Long credit positions held by quants have doubled since 2018 according to Man Group data, outpacing the 20% growth for other asset managers as systematic players seize on the rapid market modernization — like they did in stocks years ago.
“Credit is going through a similar evolution,” said Horowitz, who led the pioneering systematic credit team at BlackRock Inc. before starting his own $290 million fund. “As we become more electronified we should expect the same sorts of forces to come into play.”
Quants have been saying that for years of course, only to have their math-based models frustrated by the cumbersome and complex debt world. The difference now is that they may have a market liquid and transparent enough to accommodate their constant churn.
Electronic venues like MarketAxess and Tradeweb accounted for 37% of investment-grade and 26% of high-yield trading in May, 8 percentage points higher than the year before, Coalition Greenwich data show.
That sets up a virtuous circle, where banks roll out more algorithms to price more bonds. Throw in a year of record flows into credit exchange-traded funds, and a broad swath of securities is becoming easier to trade — vital for a cohort which typically holds hundreds of positions and trades more often than an average fund.
“It’s helped answer the question of ‘will we be able to trade this tomorrow?’” said Paul Kamenski, co-head of credit at the quant firm Man Numeric.
Liquidity in the bond market has long been fragmented by its very nature — companies generally issue multiple bonds. That means quants might see their models spit out a dream portfolio but have to adjust it based on what can actually be traded, Kamenski said.
“We had to try to do things that were less natural in quant strategies,” such as trading in larger sizes or catering to dealer inventories, he said. “It’s still hard today, but it’s become more manageable.”
That doesn’t necessarily mean the whole market is suddenly highly liquid — gripes about how hard it is to offload large blocks are everywhere.
But it’s become easier to move smaller sizes and figure out where each bond is trading, which helps detect signals and cut transaction costs, Horowitz said.
Over at banks’ trading desks, Asita Anche at Barclays Plc has seen a jump in algo usage, especially to execute small trades. But she stresses that humans are still essential in fixed income since liquidity is more fragmented than in equities and it’s harder to manage risk.
“The future is not algos taking flows away from humans,” said the head of systematic market making and data science. “It’s humans enhanced by algos and automation.”
With that in mind, Anche is building algos and data analytics for voice traders, and even a recommendation engine akin to Netflix’s that finds similar securities to what a client wants to trade.
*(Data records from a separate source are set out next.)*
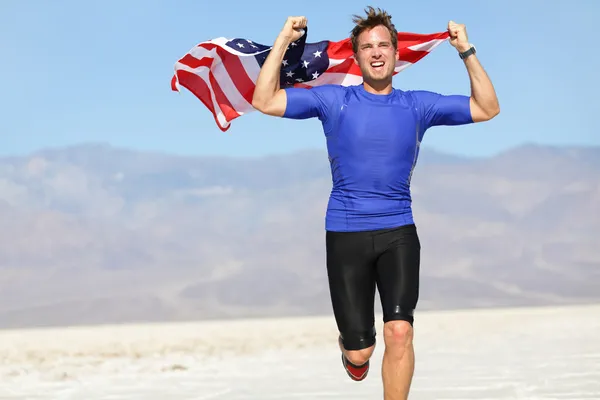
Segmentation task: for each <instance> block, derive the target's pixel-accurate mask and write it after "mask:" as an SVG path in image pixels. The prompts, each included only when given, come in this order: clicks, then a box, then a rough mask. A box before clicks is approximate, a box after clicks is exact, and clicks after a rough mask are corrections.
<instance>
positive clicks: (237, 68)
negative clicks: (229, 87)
mask: <svg viewBox="0 0 600 400" xmlns="http://www.w3.org/2000/svg"><path fill="white" fill-rule="evenodd" d="M217 54H218V55H219V57H221V60H222V61H223V65H224V66H225V69H226V70H227V73H228V74H229V77H230V78H231V80H232V81H233V84H234V85H235V87H236V89H237V91H238V92H240V94H241V95H242V97H244V99H246V101H247V102H248V103H250V104H252V94H253V93H254V82H253V81H252V79H250V77H249V76H248V74H247V73H246V69H245V68H244V66H243V65H242V62H241V61H240V58H239V57H237V56H236V55H235V54H231V53H228V52H227V51H225V50H224V49H222V48H220V47H219V48H218V49H217Z"/></svg>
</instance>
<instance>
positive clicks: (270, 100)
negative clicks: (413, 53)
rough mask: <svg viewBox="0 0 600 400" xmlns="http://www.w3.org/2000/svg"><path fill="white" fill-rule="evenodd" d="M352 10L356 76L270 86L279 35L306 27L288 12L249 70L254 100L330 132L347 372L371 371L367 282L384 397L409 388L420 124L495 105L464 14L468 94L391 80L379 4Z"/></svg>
mask: <svg viewBox="0 0 600 400" xmlns="http://www.w3.org/2000/svg"><path fill="white" fill-rule="evenodd" d="M365 11H366V16H365V17H359V16H354V20H353V21H354V23H355V26H354V28H353V30H352V32H351V35H350V38H351V41H352V46H353V50H354V57H355V60H356V62H357V64H358V66H359V67H360V70H361V71H362V76H363V83H362V84H360V85H356V86H349V87H344V86H341V85H324V86H317V87H314V88H311V89H302V88H286V89H282V88H280V86H279V76H280V68H281V65H282V60H283V56H284V54H285V51H286V49H287V48H288V46H289V45H290V44H291V43H292V42H294V41H296V40H298V39H299V38H300V37H301V36H302V34H303V32H302V29H303V28H305V27H306V26H307V20H306V18H305V17H289V18H288V19H287V21H286V22H285V25H284V26H283V29H282V31H281V32H280V33H279V35H278V36H277V38H276V40H275V42H274V46H273V48H272V50H271V52H270V54H269V56H268V57H267V59H266V61H265V63H264V65H263V67H262V69H261V71H260V75H259V77H258V80H257V83H256V88H255V92H254V97H253V102H252V105H253V106H254V107H255V108H256V109H257V110H259V111H260V112H262V113H264V114H267V115H271V116H277V117H283V118H292V119H305V118H318V119H319V120H320V121H321V123H322V126H323V131H324V134H325V137H326V139H327V150H328V154H329V160H330V165H331V175H332V182H333V187H332V190H331V193H330V197H329V203H328V206H327V213H326V218H325V231H326V232H325V247H326V254H327V257H326V258H327V261H326V264H327V274H328V280H329V289H330V294H331V301H332V306H333V313H334V316H335V320H336V323H337V327H338V329H339V338H338V341H339V346H340V350H341V353H342V356H341V358H342V363H343V365H344V368H345V370H346V372H347V374H348V375H349V376H350V378H352V379H353V380H355V381H361V380H363V379H364V378H365V377H366V376H367V373H368V371H369V359H370V357H371V355H372V354H373V350H374V348H375V327H374V322H375V321H374V301H375V288H376V287H377V288H378V289H379V292H380V301H381V305H382V310H383V320H384V328H383V339H384V344H385V350H384V355H383V362H382V371H381V373H382V381H383V387H384V399H385V400H400V399H407V398H408V393H409V389H410V385H411V382H412V378H413V373H414V362H415V355H414V349H413V322H414V317H413V313H414V310H415V308H416V306H417V300H418V297H419V268H420V251H421V245H420V242H419V237H418V235H417V229H416V226H415V222H414V220H413V215H412V208H411V201H412V200H411V193H410V179H411V176H412V172H413V169H414V167H415V164H416V161H417V156H418V150H419V144H420V142H421V140H422V139H423V135H424V133H425V131H426V130H427V129H429V128H430V127H433V126H439V125H463V124H470V123H476V122H481V121H488V120H490V119H492V118H494V117H495V116H496V115H498V113H499V111H500V108H499V105H498V99H497V97H496V93H495V90H494V87H493V85H492V83H491V81H490V79H489V77H488V76H487V74H486V72H485V71H484V69H483V68H482V66H481V64H480V63H479V61H478V59H477V56H476V55H475V48H474V47H473V46H472V45H471V44H470V43H469V40H468V37H467V31H466V28H465V25H462V24H457V23H454V22H452V21H450V22H449V23H448V32H449V35H450V39H449V42H450V44H451V45H452V46H454V47H455V48H456V50H457V51H458V57H457V58H458V59H459V60H461V59H462V62H463V63H464V65H465V67H466V69H467V72H468V75H469V78H470V83H471V95H470V96H466V95H442V94H439V93H435V92H429V91H423V90H417V91H403V90H400V89H396V88H394V87H393V86H392V76H393V72H394V66H395V63H396V61H397V60H398V52H397V31H396V29H395V28H394V25H393V24H392V22H391V15H389V14H388V13H387V12H386V11H383V10H380V9H374V8H372V7H368V8H367V9H366V10H365Z"/></svg>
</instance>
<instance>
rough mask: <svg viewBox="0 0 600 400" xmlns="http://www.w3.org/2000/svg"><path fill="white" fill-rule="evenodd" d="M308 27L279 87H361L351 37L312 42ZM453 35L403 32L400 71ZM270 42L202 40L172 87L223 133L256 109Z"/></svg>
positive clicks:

Bond quants remain a tiny minority — those long positions total around $23 billion, Man Group says, versus $537 billion for other managers. And the systematic bunch operates a range of strategies, from equity-style factors like value or momentum to arbitrage or trades based on moves in an issuer’s stock.
That all makes performance hard to judge and data is scarce. A Premialab index of systematic credit strategies built by investment banks lost 5% over the past three years of rising markets and gained nearly 3% in 2021. Among global bond mutual funds, quants trailed other investors on a three-year horizon, eVestment data show.
Nonetheless, the rise of electronic trading in equities minted billions for quants and reordered the market. Many bond players are predicting a similar trajectory for their asset class, with the bonus pitch that the kind of crowding that has undermined stock strategies is a long way off.